Солдаты между тем молчали. Только темные тугие желваки вспухали на побледневших скулах.
На этот раз они прорвались. Шуренков и Кузес не успели даже сообразить, как это все произошло, когда увидели Ниязова, всего израненного, на солдатских руках. Заметив журналистов, он как-то неловко улыбнулся, сказал слабо:
— Иванченко… Сколько он уложил фашистов! Напишите о нем, ребята! Я не могу, вот вернусь, тогда…
Кузес и Шуренков написали. Но не только об Иванченко. Это была первая корреспонденция, в которой рассказывалось и о подвиге — далеко не первом подвиге — нашего военкора и нашего друга Аты Ниязова.
Позже, вернувшись из госпиталя, он очень сердился, что газета так поступила:
— Зачем?

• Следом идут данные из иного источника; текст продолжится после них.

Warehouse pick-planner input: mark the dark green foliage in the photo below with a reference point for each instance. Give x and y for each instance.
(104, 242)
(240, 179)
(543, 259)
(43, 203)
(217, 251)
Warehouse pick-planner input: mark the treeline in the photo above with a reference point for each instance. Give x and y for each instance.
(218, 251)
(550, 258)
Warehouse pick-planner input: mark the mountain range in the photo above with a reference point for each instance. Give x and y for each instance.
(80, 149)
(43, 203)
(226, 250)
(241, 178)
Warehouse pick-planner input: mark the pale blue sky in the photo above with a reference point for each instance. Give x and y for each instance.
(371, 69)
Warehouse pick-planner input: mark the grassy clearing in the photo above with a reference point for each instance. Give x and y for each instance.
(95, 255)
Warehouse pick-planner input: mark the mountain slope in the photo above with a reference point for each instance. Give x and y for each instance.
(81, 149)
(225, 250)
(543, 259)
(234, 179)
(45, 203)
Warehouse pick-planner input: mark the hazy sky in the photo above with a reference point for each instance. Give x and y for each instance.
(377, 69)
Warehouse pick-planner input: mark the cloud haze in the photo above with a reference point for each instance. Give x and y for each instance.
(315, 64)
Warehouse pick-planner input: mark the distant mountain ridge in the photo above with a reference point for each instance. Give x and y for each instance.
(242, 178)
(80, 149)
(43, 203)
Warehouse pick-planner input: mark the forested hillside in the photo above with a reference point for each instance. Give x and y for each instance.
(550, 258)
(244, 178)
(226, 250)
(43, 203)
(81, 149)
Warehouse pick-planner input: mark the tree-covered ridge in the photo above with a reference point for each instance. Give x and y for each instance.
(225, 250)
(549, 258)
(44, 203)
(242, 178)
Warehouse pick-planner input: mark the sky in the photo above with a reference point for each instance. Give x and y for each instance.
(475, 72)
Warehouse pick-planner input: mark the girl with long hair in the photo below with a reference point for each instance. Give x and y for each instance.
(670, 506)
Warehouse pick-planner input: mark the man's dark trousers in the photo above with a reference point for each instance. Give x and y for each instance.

Как я теперь буду глядеть в глаза солдатам? Нашли героя! Иванченко — то да! А я?
Мы, однако, нисколечко не опасались за его авторитет и были, конечно, правы: с той поры солдаты еще крепче привязались сердцем к своему замполиту. А он по-прежнему писал обо всех своих боевых побратимах в нашу газету.
Потом Ниязов уехал на учебу.
Где он сейчас? Кто они, эти счастливцы, которые каждый день могут слышать его сочный, исполненный незамутненного ребячьего счастья смех?
Максимыч
Много недель спустя автор несчастного «Млечного Пути» Алеша Лавриненко прислал с переднего края небольшую заметку. В ней сообщалось о возвращении из госпиталя рядового Гурьяна Максимовича Прибыткова, отличившегося в боях. Было сказано, между прочим, что Прибытков пожелал вернуться в минометную роту, в которой служил ранее и из которой его почему-то перевели в стрелковую незадолго до ранения.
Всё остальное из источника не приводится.